Electrophysiological assessment of CGC excitability proceeded after completion of the behavioural evaluation (i.e., >24 hrs after fluoxetine injection and training). These tests revealed that injection of fluoxetine caused a selective increase in spontaneous electrical activity in behaviourally conditioned animals (Figure7). That is, mean CGC spiking activity was significantly raised above the levels in the other test groups in the fluoxetine-treated behaviourally conditioned animals only (i.e., CS-UCS; Figure7B; Treatment x Training, F1,36 = 4.797, p < 0.05; CS-DS vs. CS-UCS within vehicle treated animals, F1,36 = 0.243, p = 0.63; CS-DS vs. CS-UCS within fluoxetine-treated animals, F1,36 = 4.797, p < 0.05). In addition, fluoxetine induced a marked depolarization of CGCs in both behaviourally conditioned and disturbance control animals that was not observed in their vehicle-treated counterparts (Figure7C; Mann–Whitney, Treatment x Training, Z = −4.826, p < 0.0001; CS-DS vs. CS-UCS within vehicle treated animals, Z = − 0.359, p = 0.72; CS-DS vs. CS-UCS within fluoxetine-treated animals, Z = 0.420, p = 0.67).

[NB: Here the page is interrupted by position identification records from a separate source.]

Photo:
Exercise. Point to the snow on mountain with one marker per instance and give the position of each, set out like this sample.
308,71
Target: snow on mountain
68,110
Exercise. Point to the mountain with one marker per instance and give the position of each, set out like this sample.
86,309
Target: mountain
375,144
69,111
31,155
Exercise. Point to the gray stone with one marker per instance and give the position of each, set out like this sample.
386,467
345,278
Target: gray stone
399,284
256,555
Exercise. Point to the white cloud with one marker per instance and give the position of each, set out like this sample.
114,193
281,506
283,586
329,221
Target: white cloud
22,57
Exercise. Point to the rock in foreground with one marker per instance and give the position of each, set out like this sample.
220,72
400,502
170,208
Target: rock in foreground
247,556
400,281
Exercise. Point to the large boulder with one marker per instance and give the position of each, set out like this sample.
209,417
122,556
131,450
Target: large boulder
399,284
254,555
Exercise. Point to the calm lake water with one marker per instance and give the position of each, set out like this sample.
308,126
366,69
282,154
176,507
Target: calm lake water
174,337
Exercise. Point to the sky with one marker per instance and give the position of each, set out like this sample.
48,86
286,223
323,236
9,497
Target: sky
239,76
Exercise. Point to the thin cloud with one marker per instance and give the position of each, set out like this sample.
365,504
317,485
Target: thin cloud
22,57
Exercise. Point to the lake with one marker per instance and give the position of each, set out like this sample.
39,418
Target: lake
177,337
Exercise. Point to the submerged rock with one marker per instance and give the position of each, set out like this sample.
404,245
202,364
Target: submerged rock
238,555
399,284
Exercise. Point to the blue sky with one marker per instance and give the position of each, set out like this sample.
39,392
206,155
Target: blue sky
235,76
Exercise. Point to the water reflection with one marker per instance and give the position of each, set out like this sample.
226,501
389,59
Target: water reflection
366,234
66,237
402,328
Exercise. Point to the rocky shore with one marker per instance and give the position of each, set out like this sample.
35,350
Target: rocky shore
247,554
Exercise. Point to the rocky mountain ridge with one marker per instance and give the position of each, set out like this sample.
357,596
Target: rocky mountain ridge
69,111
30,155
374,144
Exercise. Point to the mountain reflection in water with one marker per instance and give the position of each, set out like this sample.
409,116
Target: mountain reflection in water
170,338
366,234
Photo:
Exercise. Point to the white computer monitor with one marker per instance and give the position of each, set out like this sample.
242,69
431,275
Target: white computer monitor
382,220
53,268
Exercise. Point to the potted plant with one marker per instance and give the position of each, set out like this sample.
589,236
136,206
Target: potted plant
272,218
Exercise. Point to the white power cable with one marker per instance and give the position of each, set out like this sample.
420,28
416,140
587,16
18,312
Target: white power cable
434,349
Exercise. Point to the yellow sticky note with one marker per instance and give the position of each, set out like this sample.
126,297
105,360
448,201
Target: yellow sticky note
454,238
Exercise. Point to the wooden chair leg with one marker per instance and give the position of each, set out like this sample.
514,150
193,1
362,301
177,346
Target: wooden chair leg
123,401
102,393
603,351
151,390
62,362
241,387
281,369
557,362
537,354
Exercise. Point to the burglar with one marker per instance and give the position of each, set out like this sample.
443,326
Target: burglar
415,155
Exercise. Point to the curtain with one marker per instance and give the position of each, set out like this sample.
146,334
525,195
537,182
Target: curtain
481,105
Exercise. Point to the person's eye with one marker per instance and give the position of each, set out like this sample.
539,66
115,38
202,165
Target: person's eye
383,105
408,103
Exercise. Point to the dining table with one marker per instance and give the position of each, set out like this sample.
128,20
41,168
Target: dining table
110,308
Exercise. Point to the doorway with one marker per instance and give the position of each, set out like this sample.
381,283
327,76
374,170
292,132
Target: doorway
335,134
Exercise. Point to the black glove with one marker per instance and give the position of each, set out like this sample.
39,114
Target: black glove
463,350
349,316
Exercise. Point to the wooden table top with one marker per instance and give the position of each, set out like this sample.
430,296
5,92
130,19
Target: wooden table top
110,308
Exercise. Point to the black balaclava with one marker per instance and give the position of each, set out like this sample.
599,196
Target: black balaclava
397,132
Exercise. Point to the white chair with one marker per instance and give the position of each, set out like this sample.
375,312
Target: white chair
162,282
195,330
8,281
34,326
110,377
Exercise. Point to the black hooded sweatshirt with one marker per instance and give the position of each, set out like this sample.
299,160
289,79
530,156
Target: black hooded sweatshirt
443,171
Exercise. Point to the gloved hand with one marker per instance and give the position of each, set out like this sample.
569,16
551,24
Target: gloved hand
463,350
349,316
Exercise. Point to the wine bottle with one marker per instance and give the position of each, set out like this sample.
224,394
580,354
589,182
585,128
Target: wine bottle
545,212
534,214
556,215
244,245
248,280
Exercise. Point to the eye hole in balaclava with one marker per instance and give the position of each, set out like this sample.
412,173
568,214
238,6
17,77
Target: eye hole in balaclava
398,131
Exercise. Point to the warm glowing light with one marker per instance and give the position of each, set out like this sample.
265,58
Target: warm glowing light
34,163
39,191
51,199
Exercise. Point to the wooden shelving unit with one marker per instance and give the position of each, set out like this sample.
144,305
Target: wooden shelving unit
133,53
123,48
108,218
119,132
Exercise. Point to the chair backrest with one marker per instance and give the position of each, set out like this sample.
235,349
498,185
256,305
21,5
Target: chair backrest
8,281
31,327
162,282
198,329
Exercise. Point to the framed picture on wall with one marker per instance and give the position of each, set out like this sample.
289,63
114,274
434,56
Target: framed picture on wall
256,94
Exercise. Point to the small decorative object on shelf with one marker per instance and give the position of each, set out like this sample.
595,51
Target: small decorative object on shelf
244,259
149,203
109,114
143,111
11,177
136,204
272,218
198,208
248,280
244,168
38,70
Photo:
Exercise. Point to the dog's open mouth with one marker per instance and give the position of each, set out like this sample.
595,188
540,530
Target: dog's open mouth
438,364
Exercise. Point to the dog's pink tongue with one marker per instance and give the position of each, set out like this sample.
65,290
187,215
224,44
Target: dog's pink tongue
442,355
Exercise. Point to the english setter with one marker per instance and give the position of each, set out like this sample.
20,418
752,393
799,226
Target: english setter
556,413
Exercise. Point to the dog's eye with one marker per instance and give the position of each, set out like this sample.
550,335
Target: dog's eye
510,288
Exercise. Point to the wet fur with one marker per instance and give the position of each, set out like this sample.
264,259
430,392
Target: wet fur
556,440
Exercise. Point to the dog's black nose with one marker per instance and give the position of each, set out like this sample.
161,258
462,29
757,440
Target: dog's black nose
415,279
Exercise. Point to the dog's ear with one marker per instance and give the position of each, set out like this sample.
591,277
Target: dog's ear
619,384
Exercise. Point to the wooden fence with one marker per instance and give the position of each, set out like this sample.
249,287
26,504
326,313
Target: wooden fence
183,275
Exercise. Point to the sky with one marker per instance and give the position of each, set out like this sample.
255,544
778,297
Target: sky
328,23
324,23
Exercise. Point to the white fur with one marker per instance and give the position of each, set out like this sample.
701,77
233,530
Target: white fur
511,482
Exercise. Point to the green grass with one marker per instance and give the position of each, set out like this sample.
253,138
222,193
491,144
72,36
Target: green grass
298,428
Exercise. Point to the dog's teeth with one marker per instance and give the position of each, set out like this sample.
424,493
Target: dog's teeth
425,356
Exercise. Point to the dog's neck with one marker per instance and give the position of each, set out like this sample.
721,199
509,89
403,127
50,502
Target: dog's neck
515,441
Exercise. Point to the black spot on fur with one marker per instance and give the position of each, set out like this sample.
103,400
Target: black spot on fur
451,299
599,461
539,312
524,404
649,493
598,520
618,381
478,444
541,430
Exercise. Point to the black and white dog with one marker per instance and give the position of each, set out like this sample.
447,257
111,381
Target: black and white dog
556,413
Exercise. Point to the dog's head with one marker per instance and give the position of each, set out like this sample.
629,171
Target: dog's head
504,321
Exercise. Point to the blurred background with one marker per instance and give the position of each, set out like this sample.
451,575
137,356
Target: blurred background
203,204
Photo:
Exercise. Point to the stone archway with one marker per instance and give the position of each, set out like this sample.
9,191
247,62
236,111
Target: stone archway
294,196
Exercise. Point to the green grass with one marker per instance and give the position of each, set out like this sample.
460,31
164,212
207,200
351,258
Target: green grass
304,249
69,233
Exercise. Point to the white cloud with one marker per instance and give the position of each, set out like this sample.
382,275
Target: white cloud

In the current study we show; 1- A single session, five trial classical appetitive reward-conditioning procedure induced robust associative LTM in mature animals in the first quartile of their lifespan but failed to induce such memory in animals in the last quartile of their lifespan; 2- Appetitive LTM formation correlated with resting membrane potential depolarization of modulatory interneurons (CGCs) with a critical function in the expression of appetitive LTM; 3- CGCs of senior animals fired significantly fewer action potentials and were significantly hyperpolarized relative to their younger counterparts in CNSs dissected from both behaviourally conditioned and control animals; 4- Dietary supplementation of senior animals with α-tocopherol reversed the effect of age on action potential activity and resting membrane potential of CGCs in a behavioural conditioning-independent manner yet failed to restore appetitive LTM function; 5- Injection of senior animals with the SSRI fluoxetine reversed the effect of age on resting membrane potential of CGCs in a behavioural conditioning-independent manner while raising CGC electrical activity in behaviourally conditioned animals and restored appetitive LTM function.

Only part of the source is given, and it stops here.